There’s this moment where Jessie is trying to convince Nick that a bottle rocket was the cause of the fire. Nick takes a look at the bottle rocket and the affected area and says this: “There’s deep char on the right side of the trees. Minimal char on the left. Burns rising, right to left, steeper than the slope. Branches all bent in the same direction. Foliage freeze. That means the wind was blowing right to left at the time of the fire. No odor. No sign of accelerant. It’s burned on top, untouched on the bottom. That tells me that a fully formed, advancing fire swept over this area, right to left, at about six miles an hour. The bottle rocket didn’t start the fire. It’s just some litter you found in the woods.” If there was any doubt that this guy is a fire expert, this assessment puts it to rest.

And then there’s this little moment early on that told me I was dealing with a guy who KNOWS SCREENWRITING. Jessie gets Nick to stay one more day by telling him that, tomorrow, she’ll show him a piece of evidence that will prove the fire was created by arson. The day comes, Nick shows up at her place, and says, “Where’s the evidence?” And she says, “Change of plans. First you’re going to tell me what happened to my daughter.”

The words “change of plans” should be a part of every screenwriter’s vocabulary. Why? Because YOU NEVER WANT THE READER TO GET COMFORTABLE. You don’t want them having a sense of where the story is going all the time. “Change of plans” throws the reader off. Cause now we’re going in a direction that wasn’t a part of the original plan. It’s exciting.

Not that you have to use those exact words (“change of plan”) every time. It’s more about you, the writer, occasionally changing things up so you don’t stay on that same predictable path the whole story.

Oh, one more thing.  In a lot of the scripts I read, the bad guys never get the deaths they deserve. They get these quick weak deaths where they don’t suffer at all. This bad guy gets a terrible death and it’s awesome.

All this adds up to a really good screenplay. One of the best – maybe even the best – scripts on last year’s Black List. Definitely check it out!

[ ] What the hell did I just read?
[ ] wasn’t for me
[ ] worth the read
[x] impressive (Top 25!)
[ ] genius

What I learned: There comes a time in a lot of scripts where a character will remember something about their loved one and share that experience with another character. These memories are one of the best ways to separate yourself from the average writer. Cause most writers have these boring on-the-nose memories they have their character recall.

“Oh, I remember when Wendy was 7 and she fell in the pool and she didn’t know how to swim and so I jumped in after her and I pulled her out and she wasn’t breathing and I’ll never forget giving her mouth to mouth. I thought for sure she was going to die. But, then, at the last second, she let out a breath. And it was at that moment that I knew my daughter was a fighter.”

Note how unimaginative that is. Note how 99 out of 100 writers would’ve been able to write the same thing.
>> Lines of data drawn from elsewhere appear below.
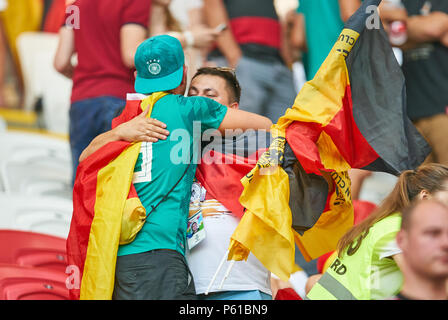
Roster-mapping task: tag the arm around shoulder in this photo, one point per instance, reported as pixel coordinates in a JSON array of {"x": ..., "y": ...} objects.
[{"x": 239, "y": 119}]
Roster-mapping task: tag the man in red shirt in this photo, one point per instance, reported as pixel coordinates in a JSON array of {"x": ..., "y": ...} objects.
[{"x": 105, "y": 40}]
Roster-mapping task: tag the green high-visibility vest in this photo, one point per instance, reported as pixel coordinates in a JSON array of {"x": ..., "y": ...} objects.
[{"x": 352, "y": 277}]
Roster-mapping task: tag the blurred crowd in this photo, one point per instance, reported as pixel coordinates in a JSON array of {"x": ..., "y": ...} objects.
[{"x": 271, "y": 46}]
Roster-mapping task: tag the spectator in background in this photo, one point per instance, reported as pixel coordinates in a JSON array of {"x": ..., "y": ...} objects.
[
  {"x": 423, "y": 238},
  {"x": 195, "y": 37},
  {"x": 252, "y": 44},
  {"x": 318, "y": 28},
  {"x": 425, "y": 67},
  {"x": 105, "y": 42},
  {"x": 368, "y": 261}
]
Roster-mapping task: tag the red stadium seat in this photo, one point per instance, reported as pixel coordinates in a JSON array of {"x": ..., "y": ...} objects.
[
  {"x": 28, "y": 283},
  {"x": 26, "y": 248},
  {"x": 287, "y": 294}
]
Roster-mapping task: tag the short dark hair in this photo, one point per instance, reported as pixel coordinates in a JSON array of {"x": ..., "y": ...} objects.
[{"x": 228, "y": 74}]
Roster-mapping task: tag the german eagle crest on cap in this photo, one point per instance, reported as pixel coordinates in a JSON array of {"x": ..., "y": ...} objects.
[{"x": 154, "y": 67}]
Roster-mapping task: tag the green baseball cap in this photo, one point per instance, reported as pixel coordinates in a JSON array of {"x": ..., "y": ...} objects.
[{"x": 159, "y": 62}]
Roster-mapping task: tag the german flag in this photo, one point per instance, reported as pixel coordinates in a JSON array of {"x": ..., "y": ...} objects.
[
  {"x": 351, "y": 115},
  {"x": 102, "y": 194}
]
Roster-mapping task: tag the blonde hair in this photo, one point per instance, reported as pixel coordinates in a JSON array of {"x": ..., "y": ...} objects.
[{"x": 429, "y": 177}]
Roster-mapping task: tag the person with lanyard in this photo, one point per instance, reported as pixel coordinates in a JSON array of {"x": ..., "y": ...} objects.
[{"x": 368, "y": 263}]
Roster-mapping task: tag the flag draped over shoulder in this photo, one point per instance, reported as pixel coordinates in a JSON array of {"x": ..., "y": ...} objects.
[
  {"x": 103, "y": 190},
  {"x": 351, "y": 115}
]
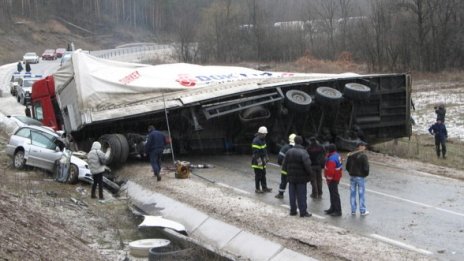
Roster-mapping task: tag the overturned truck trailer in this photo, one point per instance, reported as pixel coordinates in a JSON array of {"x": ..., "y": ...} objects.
[{"x": 217, "y": 108}]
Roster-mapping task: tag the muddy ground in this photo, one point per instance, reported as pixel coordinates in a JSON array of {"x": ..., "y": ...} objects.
[{"x": 45, "y": 220}]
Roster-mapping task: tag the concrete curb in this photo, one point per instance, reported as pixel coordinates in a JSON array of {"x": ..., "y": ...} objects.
[{"x": 212, "y": 233}]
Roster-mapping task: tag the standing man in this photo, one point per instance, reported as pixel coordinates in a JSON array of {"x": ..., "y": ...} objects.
[
  {"x": 259, "y": 160},
  {"x": 28, "y": 68},
  {"x": 154, "y": 148},
  {"x": 357, "y": 166},
  {"x": 298, "y": 166},
  {"x": 97, "y": 160},
  {"x": 441, "y": 134},
  {"x": 333, "y": 174},
  {"x": 441, "y": 112},
  {"x": 317, "y": 155},
  {"x": 280, "y": 160},
  {"x": 19, "y": 66}
]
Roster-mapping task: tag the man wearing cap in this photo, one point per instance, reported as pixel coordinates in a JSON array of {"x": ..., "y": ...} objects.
[
  {"x": 333, "y": 174},
  {"x": 280, "y": 160},
  {"x": 441, "y": 134},
  {"x": 259, "y": 160},
  {"x": 357, "y": 165},
  {"x": 317, "y": 155},
  {"x": 298, "y": 165}
]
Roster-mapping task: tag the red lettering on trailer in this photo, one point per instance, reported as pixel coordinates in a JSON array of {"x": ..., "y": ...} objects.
[{"x": 129, "y": 78}]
Real memories are unique. They have weird details. They don’t go according to plan. And they rarely line up with the five cliched memories that most writers use in these instances. Note how different, even a little bit odd, the chosen memory Dan Bulla uses for Jessie when she shares a story about Wendy…

“One time, I sat in the living room all night, waiting for her to come home. Just absolutely fuming. She finally snuck in just before sunrise. Didn’t see me sitting there in the dark. She shut the door. Locked it without making a sound. Then she went upstairs, straddling the steps so the stairs wouldn’t creak. And I didn’t say anything. I just watched her. And I remember feeling lucky. Lucky to witness that. Because I was seeing her. The real her.”

Does anyone here know what a “screenplay movie” is?

A “screenplay movie” is a movie that actually resonates because of the screenplay.

Most of the movies at the top of the box office in the IP era are *not* screenplay movies. They’re Hollywood movies.

They’re designed to sell tickets and merchandise. Their impact is based more on the filmmaking – the big set pieces, the flashy production value, the huge star power – than anything that’s written on the page.

It’s not that writing these movies is easy. Far from it. Hollywood movies have their own set of challenges brought on by managing multiple points-of-view (the studio, the director, the actors, 20 different producers), many of which conflict.

Imagine receiving a note from the lead actor to make their character funnier then an hour later receiving a note from the head producer to make the lead character more serious. That kind of conflicting feedback is not uncommon.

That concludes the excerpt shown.